Advanced workflows
==================

This page highlights optional steps available when training models. The
``advanced_demo.ipynb`` notebook demonstrates the commands.

Grid search
-----------

Run ``mlcls-train -g`` to search a wider range of parameters. The job records
metrics for each candidate and stores the best estimator under ``artefacts/``.
To perform grid search on the random-forest pipeline pass the model option::

   mlcls-train --model random_forest -g
   mlcls-train --model gboost -g

Calibration
-----------

After training a model you can calibrate the predicted probabilities::

   mlcls-eval --calibrate isotonic

This fits a calibration model on the validation fold and reports Brier score in
the output table. The calibrated estimator is saved with the suffix
``_calibrated.joblib``.

Run the standalone helper to draw reliability plots for both models::

   python -m src.calibration

The script reads the saved models and generates ``*_calibration.png``
files under ``artefacts/``.

Fairness checks
---------------

Use the evaluation command with ``--group-col`` to compute group metrics such
as statistical parity and equal opportunity. The summary table now includes an
``equal_opp`` column showing the worst to best true positive rate ratio::

   mlcls-eval --group-col gender --group-col marital
This command prints parity ratios for each group and stores them in
``artefacts/group_metrics.csv``. ``summary_metrics.csv`` records the
``equal_opp`` ratio for each model. It also stores ``eq_odds`` which is the
difference between the true- and false-positive rate gaps.

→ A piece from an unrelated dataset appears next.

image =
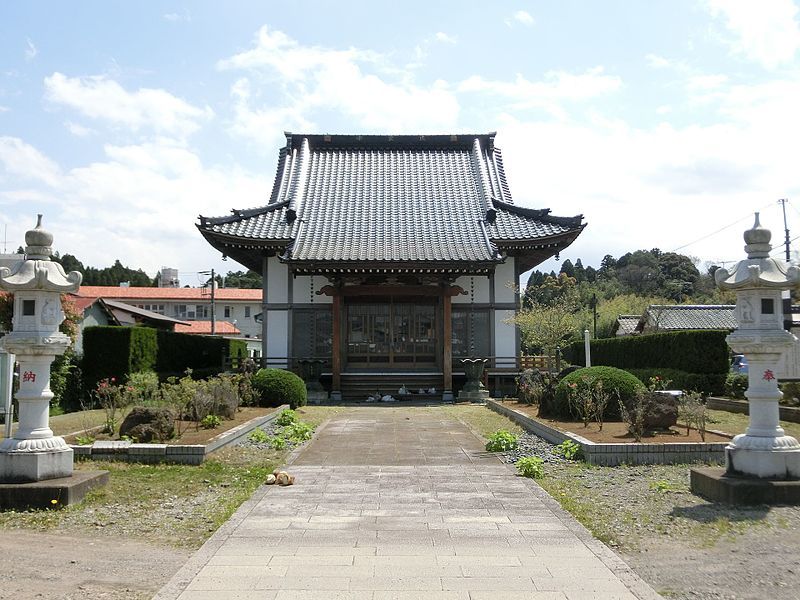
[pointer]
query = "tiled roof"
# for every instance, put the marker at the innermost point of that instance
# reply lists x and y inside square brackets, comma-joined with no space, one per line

Set a custom probability cutoff for these metrics with ``--threshold``. When
omitted the tool chooses the Youden J statistic::

   mlcls-eval --group-col gender --threshold 0.6

Select specific pipelines with ``--models``. Pass multiple names to evaluate
only those models::

   mlcls-eval --models logreg random_forest svm

The ``advanced_demo.ipynb`` notebook walks through these steps and shows the
additional plots.

SHAP values
-----------

Provide a DataFrame to ``logreg_coefficients`` or ``tree_feature_importances``
and pass ``shap_csv_path`` to store per-feature SHAP values::

   from src.feature_importance import logreg_coefficients

   shap_df = logreg_coefficients(
       "artefacts/lr.joblib",
       shap_csv_path="artefacts/logreg_shap_values.csv",
       X=X_test,
   )

The helper function ``compute_shap_values`` creates the table with columns
matching the input DataFrame.

SHAP plots
----------

Use ``plot_shap_summary`` to visualise these values::

   from src.feature_importance import plot_shap_summary

   plot_shap_summary(
       "artefacts/lr.joblib",
       X=X_test,
       png_path="artefacts/logreg_shap.png",
   )

The image ``logreg_shap.png`` appears under ``artefacts/``.

Report artefacts
----------------

Gather recent metrics and plots with the report command::

   mlcls-report

The tool copies the latest files into ``report_artifacts/``. You can zip the
folder and share it with collaborators.